By contrast, if Andrew really did have sex with the 17-year-old Victoria Roberts either in London or in New York, then he did not break the law. The accusation even of that seedy but lawful conduct comes from a single individual who is dead, and who was thoroughly unreliable when she was alive. Yes, she did also accuse him of certain undeniably criminal acts. But only she has ever done so, and he has never been convicted. He has never been charged. He has never been arrested. Cardinal Pell's accusers tried to argue, and for a time succeeded in doing so, that their drug addictions, schizophrenia, and so forth somehow made them more rather than less credible. But that did not survive contact with the appellate process. Andrew's mother should not have paid off his accuser, who would have been destroyed in court.

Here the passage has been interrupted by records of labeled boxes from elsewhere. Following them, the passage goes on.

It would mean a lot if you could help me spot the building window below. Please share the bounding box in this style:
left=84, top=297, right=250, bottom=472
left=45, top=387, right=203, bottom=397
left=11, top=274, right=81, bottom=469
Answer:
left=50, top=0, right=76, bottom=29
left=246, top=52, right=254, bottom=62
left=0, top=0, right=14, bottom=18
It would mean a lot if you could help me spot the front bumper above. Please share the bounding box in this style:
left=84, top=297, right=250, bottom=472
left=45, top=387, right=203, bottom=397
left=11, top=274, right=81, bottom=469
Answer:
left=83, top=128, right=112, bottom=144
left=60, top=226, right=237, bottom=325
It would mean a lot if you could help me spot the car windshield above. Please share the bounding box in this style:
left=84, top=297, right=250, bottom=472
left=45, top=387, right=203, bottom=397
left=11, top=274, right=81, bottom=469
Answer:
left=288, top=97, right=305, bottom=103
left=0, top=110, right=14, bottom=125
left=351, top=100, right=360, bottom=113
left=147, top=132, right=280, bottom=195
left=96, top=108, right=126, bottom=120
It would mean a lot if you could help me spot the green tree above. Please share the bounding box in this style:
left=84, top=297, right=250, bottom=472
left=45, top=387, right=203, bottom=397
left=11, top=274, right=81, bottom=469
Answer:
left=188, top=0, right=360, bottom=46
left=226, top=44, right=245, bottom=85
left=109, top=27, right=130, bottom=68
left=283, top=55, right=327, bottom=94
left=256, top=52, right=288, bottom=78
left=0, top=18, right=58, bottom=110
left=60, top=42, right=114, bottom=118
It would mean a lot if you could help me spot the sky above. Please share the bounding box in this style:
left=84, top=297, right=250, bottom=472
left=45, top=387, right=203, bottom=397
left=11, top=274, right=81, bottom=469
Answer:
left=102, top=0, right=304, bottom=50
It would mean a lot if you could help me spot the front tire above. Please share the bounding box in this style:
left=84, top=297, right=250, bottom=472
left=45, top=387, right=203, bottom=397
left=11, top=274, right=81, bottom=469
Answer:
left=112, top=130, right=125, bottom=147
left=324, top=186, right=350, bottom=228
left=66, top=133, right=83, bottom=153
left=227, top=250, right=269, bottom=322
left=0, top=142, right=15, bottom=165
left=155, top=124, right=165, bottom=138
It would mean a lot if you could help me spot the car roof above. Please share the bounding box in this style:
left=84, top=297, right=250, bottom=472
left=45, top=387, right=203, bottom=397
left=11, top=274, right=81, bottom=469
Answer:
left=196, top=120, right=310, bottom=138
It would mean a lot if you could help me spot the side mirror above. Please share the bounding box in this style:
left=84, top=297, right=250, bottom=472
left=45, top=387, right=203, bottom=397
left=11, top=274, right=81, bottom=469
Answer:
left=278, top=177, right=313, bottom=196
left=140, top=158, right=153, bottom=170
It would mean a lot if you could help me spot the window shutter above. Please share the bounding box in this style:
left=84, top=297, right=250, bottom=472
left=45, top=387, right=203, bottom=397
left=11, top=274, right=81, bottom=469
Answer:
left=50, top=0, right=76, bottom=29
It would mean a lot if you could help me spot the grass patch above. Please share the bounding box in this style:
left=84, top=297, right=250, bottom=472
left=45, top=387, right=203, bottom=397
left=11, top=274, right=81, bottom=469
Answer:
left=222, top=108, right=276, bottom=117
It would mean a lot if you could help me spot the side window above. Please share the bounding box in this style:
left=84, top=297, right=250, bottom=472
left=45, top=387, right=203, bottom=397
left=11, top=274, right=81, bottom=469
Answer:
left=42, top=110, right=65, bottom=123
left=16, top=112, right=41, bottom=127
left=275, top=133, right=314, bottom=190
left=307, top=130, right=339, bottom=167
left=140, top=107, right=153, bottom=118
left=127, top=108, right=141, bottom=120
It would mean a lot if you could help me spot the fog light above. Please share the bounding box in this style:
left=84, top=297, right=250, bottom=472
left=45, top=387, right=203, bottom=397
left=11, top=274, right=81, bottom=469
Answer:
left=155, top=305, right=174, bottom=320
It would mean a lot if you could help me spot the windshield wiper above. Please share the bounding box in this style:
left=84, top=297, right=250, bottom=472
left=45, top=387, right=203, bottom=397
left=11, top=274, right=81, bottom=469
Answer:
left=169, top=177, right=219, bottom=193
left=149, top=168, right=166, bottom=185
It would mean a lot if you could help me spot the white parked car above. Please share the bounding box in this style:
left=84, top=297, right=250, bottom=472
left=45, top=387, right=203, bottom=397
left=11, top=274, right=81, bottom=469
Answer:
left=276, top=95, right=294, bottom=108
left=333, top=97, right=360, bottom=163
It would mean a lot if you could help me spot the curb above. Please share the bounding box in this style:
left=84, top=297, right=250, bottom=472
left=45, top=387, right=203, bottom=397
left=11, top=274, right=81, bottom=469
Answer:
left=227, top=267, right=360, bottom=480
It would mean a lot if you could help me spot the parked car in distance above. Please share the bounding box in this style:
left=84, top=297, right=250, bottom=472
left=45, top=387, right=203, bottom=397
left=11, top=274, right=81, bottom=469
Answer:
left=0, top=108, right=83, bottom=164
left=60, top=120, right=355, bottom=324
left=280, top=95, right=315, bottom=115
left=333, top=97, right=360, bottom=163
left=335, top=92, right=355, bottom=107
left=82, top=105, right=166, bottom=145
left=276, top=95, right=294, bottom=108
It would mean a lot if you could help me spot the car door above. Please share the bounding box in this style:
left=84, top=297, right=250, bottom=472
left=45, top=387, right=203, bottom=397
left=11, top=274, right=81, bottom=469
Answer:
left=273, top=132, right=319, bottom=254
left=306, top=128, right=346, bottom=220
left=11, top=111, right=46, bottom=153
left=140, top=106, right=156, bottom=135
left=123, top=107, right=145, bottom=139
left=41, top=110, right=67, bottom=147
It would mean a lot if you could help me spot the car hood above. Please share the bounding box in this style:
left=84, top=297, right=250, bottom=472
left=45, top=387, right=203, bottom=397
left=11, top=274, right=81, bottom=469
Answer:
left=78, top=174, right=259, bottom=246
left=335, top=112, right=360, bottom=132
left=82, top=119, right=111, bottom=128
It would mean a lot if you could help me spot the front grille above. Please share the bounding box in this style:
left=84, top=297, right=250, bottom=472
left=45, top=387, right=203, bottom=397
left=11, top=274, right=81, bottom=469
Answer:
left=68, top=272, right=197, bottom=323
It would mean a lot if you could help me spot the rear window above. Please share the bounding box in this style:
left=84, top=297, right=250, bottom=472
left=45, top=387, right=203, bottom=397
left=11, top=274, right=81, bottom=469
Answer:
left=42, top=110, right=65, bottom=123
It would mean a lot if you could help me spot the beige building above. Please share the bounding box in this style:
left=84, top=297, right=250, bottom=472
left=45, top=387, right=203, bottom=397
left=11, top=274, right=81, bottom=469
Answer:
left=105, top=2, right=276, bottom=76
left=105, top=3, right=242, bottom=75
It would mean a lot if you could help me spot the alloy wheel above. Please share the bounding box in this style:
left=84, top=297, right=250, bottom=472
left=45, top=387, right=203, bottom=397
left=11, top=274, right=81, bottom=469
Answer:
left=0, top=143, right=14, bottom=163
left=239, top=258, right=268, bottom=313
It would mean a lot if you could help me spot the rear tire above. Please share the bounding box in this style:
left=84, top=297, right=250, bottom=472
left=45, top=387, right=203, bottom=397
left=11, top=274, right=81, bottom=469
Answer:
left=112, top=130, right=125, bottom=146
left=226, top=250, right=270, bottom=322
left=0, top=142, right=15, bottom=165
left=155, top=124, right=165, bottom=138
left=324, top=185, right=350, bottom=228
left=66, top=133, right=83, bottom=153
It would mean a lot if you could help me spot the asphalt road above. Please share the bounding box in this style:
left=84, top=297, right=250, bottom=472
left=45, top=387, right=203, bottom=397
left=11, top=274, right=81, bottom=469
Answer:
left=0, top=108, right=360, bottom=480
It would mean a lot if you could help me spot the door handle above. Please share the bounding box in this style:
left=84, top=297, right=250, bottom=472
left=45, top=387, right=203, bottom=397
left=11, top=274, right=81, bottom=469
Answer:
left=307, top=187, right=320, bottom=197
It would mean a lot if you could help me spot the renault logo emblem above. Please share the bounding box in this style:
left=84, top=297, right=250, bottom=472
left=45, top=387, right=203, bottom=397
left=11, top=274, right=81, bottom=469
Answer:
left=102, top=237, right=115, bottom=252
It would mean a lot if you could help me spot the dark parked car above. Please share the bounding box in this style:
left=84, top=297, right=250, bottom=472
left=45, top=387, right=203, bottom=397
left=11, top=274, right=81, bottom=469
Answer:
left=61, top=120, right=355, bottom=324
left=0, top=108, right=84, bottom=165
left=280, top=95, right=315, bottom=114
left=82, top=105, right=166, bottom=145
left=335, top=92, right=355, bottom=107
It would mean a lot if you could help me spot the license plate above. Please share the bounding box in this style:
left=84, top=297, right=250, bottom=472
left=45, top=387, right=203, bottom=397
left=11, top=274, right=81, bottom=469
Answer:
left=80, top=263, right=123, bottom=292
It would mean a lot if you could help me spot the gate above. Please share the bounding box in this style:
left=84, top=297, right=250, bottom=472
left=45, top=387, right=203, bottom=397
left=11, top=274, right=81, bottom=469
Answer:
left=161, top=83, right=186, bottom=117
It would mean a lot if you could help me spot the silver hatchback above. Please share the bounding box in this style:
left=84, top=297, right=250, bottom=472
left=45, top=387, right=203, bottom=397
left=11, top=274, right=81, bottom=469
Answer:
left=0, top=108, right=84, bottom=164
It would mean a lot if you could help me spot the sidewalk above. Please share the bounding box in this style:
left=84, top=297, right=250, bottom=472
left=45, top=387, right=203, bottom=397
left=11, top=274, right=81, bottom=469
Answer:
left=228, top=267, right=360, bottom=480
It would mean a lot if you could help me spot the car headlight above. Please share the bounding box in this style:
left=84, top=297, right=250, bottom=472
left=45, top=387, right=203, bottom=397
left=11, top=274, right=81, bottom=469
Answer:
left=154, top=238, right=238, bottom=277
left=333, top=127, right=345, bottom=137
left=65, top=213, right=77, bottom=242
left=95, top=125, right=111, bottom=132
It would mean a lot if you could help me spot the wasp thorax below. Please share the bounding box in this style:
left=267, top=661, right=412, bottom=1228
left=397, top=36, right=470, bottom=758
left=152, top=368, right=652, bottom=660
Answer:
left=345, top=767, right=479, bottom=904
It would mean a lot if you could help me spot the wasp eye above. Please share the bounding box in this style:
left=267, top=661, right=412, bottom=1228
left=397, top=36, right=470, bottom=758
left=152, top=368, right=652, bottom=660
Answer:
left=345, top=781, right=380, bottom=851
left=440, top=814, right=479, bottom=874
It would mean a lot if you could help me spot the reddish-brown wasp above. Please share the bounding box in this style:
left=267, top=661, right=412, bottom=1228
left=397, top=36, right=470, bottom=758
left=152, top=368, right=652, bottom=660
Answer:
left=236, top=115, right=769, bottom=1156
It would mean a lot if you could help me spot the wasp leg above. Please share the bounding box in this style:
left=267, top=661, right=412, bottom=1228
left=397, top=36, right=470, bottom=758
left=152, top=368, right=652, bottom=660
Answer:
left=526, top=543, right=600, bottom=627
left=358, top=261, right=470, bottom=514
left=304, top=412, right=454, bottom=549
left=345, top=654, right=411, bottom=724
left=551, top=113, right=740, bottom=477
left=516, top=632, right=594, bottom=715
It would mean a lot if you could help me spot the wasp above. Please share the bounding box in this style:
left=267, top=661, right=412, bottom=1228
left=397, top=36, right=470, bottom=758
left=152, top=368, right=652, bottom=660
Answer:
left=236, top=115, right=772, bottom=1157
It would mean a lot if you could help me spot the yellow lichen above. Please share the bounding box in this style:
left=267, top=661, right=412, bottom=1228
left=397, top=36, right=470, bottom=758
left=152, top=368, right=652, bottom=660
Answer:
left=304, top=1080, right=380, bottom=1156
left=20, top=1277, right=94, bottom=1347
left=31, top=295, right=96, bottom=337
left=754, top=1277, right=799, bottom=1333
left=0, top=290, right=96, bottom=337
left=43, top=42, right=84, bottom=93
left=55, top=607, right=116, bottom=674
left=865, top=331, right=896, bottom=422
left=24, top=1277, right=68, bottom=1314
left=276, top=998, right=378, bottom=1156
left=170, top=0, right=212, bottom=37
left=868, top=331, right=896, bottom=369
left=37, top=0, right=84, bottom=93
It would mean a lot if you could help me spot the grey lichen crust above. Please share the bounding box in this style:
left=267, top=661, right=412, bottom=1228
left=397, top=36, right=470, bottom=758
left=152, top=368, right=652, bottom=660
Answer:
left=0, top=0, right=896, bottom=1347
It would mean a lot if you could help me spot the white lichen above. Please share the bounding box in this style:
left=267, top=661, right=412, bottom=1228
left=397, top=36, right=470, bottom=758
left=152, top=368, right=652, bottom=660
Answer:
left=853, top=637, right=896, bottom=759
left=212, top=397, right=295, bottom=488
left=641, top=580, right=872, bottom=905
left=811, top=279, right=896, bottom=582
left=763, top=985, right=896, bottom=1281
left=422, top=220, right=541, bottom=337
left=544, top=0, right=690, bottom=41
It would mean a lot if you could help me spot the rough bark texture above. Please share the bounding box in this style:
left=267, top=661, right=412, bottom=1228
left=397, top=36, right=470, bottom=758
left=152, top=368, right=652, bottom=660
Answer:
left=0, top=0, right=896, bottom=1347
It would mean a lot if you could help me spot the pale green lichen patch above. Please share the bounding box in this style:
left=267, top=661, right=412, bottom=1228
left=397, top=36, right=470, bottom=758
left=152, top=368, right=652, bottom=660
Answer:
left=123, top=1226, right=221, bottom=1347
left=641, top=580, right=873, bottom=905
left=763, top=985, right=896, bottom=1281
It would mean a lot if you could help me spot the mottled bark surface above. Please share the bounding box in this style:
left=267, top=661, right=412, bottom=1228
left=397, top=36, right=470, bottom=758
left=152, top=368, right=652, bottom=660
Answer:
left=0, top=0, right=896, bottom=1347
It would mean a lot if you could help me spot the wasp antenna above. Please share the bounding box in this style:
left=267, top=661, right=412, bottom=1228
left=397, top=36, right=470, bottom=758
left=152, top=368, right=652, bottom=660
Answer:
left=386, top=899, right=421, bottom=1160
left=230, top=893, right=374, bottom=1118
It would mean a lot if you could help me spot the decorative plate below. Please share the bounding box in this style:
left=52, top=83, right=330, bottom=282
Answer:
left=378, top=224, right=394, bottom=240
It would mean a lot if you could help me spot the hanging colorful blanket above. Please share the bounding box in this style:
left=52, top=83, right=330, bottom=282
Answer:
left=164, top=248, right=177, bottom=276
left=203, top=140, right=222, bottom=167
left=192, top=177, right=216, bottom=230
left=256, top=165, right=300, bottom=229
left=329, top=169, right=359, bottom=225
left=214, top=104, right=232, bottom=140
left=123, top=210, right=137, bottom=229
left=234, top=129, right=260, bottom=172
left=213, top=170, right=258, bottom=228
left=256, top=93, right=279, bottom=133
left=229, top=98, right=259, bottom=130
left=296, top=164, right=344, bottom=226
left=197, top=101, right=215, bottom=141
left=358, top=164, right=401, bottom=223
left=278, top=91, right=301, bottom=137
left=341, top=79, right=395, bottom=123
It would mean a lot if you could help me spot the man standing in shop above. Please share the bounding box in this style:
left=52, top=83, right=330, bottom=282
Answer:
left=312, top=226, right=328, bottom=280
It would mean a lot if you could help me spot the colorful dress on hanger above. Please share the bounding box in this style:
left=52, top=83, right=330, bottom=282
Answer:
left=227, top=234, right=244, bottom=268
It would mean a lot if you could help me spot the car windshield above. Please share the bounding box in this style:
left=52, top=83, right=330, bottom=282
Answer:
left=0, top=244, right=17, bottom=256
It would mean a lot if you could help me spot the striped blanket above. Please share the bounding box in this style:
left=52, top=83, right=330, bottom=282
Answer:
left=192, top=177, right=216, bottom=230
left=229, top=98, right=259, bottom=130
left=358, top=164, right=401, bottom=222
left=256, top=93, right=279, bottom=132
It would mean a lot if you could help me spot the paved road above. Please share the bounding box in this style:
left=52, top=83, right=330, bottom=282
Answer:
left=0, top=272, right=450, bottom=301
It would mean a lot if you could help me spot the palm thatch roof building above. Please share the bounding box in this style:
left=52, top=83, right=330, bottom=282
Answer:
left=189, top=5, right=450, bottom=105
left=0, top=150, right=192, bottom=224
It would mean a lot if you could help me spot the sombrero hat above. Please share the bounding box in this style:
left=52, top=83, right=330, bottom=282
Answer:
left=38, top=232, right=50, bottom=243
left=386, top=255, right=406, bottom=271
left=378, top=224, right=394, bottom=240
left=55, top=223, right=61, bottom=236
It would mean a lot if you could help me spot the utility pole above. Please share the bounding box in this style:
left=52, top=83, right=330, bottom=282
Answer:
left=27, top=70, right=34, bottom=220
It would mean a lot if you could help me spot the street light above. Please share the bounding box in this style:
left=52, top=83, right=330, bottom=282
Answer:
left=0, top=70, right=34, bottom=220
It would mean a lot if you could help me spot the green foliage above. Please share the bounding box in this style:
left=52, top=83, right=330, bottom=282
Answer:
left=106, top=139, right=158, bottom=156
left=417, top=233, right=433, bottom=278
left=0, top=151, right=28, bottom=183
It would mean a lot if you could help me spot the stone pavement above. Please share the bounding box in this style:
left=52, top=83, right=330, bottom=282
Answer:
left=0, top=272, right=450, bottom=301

That is what this is about. Money. Andrew's financial arrangements were coming under scrutiny, and they were not looking good in the sunlight. The only connection to Virginia Giuffre was that that scrutiny had followed, almost accidentally, from Andrew's having been shown to have lied about when he had broken off contact with Jeffrey Epstein. But Tony Blair met Epstein as Prime Minister. Blair, Gordon Brown and Keir Starmer have all had Epstein's closest friend as the de facto Deputy Prime Minister; Peter Mandelson is still listed on page 110 of the Roll of the Peerage. Even while he was still Prince Andrew, that man had to give up his Garter, so what about Blair's?

And what are we to make of, "These censures are deemed necessary, notwithstanding the fact that he continues to deny the allegations against him"? When, 70 years ago today, Princess Margaret let it "be known that I have decided not to marry Group Captain Peter Townsend," then Philip Larkin wrote to Monica Jones that he had assumed that any announcement would have been an engagement, "since you couldn't announce nothing. Well, apparently you can." You can't censure nothing, can you? Well, apparently you can.